Según Donsolo, Mato aprovechaba su posición económica y social para deslumbrar a mujeres que deseaban vivir experiencias distintas. Había habido muchas y muy diferentes a lo largo de los años, aunque con alguna mantenía una relación más dilatada.
– ¿Y pagaba?
– Parece que no, sólo las agasajaba con joyas y regalos. De todas formas, eso es difícil de saber.
– Vaya con el científico –dijo sorprendido el detective mientras recogía las cosas que estaban en el suelo y desentumecía los músculos del cuello–. El tipo va a dar juego.
El chófer había ofrecido todas esas explicaciones de una manera menos clara, pero a Francisco le había parecido oportuno integrarlas en la historia de esa forma porque permitían visionar mejor a la persona y dar un poco más de suspense al asunto.
– ¿La mujer de Mato sabía algo?
Malpartida no lo creía porque le había visto demasiado enamorada como para que un tema así no hubiese sido manifestado de una forma u otra. Ninguna mujer soporta esa humillación impertérrita. Y, encima, con seres de una clase inferior.
– El chófer no me ha aclarado ese punto. Eso sí, me ha costado un poco de dinero. Es un gorrón de los de campeonato.
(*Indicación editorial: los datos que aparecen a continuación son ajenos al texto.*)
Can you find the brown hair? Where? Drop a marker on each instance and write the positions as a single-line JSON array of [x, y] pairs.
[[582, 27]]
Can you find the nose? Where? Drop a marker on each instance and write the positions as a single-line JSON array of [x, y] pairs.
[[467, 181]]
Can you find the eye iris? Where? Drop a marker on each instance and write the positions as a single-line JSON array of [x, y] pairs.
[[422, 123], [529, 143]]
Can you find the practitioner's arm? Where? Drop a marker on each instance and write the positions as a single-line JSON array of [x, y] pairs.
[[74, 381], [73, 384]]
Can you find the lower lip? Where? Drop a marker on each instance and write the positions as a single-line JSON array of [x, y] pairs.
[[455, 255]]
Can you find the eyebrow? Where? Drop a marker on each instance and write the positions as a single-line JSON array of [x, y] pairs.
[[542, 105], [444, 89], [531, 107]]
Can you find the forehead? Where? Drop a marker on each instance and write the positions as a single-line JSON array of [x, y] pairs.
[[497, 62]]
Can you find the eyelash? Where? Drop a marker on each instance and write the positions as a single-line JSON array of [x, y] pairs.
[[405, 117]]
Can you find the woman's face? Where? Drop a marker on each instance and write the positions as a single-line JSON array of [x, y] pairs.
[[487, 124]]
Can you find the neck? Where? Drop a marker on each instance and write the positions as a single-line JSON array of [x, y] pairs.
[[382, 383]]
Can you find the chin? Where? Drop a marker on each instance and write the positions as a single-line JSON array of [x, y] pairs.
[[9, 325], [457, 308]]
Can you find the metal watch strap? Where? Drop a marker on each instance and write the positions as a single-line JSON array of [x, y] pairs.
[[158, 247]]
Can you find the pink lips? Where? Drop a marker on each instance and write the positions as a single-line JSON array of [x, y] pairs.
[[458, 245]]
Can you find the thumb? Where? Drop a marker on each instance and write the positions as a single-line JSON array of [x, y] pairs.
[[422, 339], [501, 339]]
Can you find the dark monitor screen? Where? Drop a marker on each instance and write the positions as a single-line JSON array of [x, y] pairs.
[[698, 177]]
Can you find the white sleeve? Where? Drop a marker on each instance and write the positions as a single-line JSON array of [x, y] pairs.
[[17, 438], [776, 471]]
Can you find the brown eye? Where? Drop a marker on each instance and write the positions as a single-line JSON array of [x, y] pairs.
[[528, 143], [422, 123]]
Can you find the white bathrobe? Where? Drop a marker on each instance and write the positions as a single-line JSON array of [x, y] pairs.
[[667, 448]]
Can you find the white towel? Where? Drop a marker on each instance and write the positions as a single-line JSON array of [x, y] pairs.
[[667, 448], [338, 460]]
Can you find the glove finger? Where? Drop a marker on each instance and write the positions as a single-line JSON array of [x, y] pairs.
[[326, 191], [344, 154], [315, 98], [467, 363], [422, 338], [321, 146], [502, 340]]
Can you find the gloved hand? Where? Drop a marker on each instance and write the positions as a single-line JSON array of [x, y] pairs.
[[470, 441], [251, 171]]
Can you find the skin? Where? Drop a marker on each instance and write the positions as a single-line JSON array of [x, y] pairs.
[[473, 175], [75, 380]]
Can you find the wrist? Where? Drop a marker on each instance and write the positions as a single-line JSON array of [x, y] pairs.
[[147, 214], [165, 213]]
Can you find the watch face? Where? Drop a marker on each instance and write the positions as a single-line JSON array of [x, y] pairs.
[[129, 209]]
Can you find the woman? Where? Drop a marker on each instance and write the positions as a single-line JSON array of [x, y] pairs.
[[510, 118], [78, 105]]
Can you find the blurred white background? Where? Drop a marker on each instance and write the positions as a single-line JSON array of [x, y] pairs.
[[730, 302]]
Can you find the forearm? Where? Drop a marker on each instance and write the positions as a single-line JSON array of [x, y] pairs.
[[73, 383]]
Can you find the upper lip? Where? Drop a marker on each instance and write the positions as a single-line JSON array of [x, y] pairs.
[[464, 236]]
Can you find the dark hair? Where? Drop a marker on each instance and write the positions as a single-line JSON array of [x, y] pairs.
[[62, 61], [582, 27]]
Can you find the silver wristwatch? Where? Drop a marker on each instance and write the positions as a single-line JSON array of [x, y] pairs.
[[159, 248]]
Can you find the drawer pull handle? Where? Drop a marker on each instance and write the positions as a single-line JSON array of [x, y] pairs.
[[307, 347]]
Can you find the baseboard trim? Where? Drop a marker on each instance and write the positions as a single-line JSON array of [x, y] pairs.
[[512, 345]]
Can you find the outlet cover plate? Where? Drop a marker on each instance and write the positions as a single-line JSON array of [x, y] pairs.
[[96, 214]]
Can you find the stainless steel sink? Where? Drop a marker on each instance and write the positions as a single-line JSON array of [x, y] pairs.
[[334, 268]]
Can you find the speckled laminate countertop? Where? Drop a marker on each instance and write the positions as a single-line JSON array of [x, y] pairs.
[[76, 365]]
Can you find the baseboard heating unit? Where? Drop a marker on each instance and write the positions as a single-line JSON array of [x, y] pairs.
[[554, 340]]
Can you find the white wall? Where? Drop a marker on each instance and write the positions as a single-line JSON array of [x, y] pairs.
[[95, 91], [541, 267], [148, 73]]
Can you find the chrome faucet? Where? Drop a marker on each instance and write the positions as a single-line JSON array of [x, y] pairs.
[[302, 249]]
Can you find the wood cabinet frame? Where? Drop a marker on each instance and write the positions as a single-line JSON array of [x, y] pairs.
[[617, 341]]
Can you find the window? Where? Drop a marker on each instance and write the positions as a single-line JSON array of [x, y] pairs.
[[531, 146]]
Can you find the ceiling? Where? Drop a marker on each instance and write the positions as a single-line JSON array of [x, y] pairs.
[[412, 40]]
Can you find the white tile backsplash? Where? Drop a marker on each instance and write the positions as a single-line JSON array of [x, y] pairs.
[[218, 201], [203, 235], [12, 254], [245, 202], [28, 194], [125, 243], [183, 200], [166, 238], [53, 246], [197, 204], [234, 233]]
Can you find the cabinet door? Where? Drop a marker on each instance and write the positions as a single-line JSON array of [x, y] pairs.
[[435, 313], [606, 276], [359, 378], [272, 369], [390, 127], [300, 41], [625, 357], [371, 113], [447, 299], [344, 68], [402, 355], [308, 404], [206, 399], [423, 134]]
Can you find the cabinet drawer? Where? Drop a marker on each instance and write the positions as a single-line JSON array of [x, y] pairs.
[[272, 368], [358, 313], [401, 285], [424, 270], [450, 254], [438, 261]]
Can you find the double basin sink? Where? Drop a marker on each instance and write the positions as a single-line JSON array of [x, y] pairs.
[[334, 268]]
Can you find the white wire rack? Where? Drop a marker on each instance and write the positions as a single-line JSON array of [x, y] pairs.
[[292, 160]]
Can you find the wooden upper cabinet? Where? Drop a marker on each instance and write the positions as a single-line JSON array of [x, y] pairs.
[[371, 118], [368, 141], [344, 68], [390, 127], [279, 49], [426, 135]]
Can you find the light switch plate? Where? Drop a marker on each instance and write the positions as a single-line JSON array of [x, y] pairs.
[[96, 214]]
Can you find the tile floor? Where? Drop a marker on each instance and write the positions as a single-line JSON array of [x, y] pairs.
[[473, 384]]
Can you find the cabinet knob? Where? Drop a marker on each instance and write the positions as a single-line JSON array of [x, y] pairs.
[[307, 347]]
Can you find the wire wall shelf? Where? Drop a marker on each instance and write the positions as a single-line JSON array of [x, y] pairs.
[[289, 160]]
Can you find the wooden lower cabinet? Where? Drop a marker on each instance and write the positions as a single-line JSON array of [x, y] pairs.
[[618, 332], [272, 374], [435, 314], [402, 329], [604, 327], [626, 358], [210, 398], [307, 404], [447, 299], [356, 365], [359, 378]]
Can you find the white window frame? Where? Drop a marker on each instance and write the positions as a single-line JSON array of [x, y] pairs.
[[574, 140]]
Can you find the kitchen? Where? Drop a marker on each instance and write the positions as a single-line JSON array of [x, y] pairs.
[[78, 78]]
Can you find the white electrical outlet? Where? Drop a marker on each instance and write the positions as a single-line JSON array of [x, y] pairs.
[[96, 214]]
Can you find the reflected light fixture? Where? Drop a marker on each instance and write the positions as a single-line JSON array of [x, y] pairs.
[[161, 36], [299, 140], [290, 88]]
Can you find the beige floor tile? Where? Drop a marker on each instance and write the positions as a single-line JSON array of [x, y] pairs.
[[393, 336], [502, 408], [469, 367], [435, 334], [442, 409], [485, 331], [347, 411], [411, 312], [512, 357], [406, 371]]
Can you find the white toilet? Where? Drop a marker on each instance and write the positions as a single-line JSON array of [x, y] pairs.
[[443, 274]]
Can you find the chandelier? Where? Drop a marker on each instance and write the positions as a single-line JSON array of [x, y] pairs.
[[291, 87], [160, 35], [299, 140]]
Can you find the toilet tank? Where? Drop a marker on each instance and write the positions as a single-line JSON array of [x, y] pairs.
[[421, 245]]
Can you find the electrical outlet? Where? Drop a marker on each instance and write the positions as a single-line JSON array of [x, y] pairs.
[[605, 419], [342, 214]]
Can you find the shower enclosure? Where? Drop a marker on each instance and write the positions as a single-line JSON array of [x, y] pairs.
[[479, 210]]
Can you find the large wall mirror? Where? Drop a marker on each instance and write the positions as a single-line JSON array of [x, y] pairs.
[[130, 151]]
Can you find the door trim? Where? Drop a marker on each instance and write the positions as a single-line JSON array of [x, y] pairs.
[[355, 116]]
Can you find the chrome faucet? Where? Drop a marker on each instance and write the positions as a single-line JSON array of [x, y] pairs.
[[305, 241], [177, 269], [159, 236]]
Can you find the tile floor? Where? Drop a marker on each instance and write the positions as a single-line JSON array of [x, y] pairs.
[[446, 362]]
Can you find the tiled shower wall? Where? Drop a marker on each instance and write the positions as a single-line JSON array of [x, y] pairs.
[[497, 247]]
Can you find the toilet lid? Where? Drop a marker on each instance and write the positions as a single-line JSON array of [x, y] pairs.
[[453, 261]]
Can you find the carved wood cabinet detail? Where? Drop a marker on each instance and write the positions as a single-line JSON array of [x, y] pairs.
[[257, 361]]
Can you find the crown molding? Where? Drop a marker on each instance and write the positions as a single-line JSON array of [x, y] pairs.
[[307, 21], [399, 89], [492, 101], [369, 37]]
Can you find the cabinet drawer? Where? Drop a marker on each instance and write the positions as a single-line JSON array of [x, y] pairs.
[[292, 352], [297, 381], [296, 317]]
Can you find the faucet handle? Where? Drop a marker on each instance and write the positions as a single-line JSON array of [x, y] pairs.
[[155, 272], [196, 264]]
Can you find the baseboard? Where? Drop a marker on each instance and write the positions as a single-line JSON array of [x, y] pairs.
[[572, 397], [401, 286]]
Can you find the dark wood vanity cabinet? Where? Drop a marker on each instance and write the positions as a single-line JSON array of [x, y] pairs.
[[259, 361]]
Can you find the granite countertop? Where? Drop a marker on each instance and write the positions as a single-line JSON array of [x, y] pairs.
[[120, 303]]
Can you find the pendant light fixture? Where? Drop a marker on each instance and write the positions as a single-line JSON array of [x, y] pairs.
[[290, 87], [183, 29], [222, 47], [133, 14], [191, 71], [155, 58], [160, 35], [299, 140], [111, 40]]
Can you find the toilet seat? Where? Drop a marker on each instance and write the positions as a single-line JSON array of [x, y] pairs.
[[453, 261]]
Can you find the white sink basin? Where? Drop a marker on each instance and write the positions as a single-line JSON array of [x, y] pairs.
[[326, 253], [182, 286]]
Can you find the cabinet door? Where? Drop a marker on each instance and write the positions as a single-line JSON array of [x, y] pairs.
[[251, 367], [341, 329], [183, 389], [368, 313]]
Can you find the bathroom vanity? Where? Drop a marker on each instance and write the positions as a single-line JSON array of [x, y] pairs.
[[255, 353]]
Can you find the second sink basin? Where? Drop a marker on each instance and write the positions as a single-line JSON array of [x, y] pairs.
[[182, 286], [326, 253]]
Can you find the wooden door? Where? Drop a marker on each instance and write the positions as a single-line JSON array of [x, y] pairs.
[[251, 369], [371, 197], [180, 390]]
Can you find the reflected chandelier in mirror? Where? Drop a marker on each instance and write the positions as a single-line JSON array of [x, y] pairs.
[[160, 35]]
Mucho debía de ser para que Francisco, que también lo era, lo considerase así.
– Tranquilo, ya te repondré en su momento. ¿Te ha aportado algo más?
El chófer era un pozo sin fondo de información, pero no había querido demostrar demasiado interés. Había preferido centrarse en los cotilleos, que bien llevados podían ser de gran utilidad. En cualquier caso, había decidido hacerse amigo. Ya habría más ocasiones. Era cuestión de buscar la forma.
Malpartida entendió que esa pista había que explotarla al máximo. Por eso le pidió:
– Descubre dónde vive alguna de esas mujeres.